I know your intentions are loving! I know you really want to help. You want to serve. You want to take away people's pain when you see it. You want to uplift, awaken, caretake, educate, inspire. You truly believe that you are a positive, compassionate, unselfish, nice, good, kind, pure, spiritual person.

But I want you to know, honestly, friend, I feel like a steaming pile of shit when you try to 'love' me in this old way. It doesn't feel loving to me at all. Quite the opposite. It feels like you're trying to relieve your own tension by controlling me. Under the guise of you being 'kind' and 'helpful' and 'spiritual', I feel suffocated, smothered, rejected, shamed, and completely unloved. I feel abandoned in your love! Do you get that? I feel like you don't actually care about ME, even though on the surface it sure looks like you care! But deep down it feels like you are holding an image of how I should be. Your image. Not mine!

It looks like your love but it feels like your violence. Do you understand?

Yet as soon as you stop trying to 'help' me, you are of the greatest help to me! I stop trying to change to please you! I feel safe, respected, seen, honoured for what I am. I can fall back into my own power. I can trust myself again, the way you are trusting me. I can relax deeply.

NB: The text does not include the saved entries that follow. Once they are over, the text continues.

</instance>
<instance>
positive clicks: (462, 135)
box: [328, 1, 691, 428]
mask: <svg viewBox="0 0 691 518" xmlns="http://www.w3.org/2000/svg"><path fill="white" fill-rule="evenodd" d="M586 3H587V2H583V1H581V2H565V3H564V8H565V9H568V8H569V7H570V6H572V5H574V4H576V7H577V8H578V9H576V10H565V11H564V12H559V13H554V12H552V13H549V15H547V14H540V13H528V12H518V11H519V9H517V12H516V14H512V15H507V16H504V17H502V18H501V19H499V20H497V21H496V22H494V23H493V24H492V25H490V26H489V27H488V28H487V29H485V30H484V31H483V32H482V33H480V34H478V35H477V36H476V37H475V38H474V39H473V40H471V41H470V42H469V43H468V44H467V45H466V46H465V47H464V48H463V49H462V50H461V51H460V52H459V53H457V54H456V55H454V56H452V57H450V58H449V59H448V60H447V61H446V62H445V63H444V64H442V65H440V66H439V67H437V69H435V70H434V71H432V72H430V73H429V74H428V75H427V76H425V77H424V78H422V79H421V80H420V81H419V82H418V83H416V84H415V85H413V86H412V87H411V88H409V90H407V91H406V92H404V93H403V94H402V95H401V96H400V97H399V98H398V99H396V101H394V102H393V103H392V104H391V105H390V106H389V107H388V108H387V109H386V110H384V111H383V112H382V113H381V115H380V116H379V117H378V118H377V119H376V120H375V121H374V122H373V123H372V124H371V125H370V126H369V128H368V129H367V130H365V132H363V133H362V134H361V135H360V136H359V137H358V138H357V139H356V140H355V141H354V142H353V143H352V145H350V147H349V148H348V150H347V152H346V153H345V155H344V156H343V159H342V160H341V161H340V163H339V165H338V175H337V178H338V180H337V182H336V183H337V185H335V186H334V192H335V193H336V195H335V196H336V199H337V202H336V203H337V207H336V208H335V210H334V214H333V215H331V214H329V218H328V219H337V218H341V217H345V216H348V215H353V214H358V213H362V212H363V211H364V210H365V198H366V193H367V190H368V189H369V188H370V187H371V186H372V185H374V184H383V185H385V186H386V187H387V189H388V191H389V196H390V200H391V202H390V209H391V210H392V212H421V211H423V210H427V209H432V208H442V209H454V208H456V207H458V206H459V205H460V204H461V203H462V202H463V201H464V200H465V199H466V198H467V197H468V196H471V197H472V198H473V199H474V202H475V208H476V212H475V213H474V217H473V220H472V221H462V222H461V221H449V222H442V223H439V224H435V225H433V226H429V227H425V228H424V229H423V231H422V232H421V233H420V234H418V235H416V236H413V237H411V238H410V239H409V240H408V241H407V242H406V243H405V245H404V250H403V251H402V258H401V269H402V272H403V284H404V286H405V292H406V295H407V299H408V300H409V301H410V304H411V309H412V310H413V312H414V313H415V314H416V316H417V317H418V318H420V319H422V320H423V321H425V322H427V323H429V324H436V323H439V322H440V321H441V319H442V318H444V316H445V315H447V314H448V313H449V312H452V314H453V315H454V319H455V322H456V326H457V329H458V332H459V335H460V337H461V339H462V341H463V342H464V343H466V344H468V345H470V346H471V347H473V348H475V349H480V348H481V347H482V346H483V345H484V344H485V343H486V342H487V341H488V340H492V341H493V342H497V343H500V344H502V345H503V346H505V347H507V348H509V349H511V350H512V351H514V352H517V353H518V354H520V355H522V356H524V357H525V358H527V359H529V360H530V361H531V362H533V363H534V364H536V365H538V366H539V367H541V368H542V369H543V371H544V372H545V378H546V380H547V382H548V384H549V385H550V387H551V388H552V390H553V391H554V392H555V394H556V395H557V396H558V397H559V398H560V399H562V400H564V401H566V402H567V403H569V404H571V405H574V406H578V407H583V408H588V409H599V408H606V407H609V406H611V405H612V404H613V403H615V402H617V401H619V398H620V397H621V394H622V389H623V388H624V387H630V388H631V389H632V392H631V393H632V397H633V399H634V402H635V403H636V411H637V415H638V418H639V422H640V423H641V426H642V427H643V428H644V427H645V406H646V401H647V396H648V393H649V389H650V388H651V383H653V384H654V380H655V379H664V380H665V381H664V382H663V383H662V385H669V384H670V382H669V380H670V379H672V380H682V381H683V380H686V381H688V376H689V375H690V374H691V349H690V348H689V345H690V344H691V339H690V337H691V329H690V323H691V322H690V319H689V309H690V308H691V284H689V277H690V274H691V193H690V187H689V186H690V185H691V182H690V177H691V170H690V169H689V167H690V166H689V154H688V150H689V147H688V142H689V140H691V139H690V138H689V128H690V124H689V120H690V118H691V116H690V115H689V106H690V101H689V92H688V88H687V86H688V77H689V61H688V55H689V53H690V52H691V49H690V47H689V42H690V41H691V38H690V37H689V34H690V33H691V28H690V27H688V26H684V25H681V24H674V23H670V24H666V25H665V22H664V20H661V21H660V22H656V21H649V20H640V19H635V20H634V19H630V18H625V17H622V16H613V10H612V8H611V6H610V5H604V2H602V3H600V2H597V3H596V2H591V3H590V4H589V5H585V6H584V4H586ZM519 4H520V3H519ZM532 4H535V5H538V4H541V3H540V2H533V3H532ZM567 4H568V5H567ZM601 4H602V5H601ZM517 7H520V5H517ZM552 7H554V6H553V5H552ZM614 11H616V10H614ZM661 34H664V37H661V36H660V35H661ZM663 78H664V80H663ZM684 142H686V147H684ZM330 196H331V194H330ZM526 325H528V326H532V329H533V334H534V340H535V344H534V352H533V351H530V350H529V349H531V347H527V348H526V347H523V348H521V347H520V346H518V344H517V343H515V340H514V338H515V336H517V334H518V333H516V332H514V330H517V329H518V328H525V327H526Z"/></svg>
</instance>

Without your pressure, your demand for me to abandon myself and be different, healed, transformed, enlightened, awakened, mended, 'better', I can better see myself. I can discover my own inner resources. I can touch my own powerful presence. I feel safe enough to allow and express my true feelings, thoughts, desires, hold my own perceptions. I no longer feel smothered, a victim, a little child to your expert adult. The courageous adult in me rises. I breathe more deeply. I feel my feet on the ground. Loving attention drenches my experience, even the uncomfortable parts. My senses feel less dull. Healing energies emerge from deep within. I feel light, free, liberated from your fear. I feel respected, not shamed. Seen, not compared to an image.

You help me so much when you stop trying to help me, friend! I need my own answers, my own truth, not yours. I want a friend, present and real, not an expert or a saviour.

And do you see, when you are trying to save me, you are actually abandoning yourself? You are running from your own discomfort, your own unlived potential, and focussing on mine? I become your ultimate distraction. I don't want to be that for you anymore.

Let's break this cycle together! Let's stop trying to fix or save each other. Let's love each other instead. Bow to each other. Bless each other. Hold each other. As we are. As we actually, actually, actually are."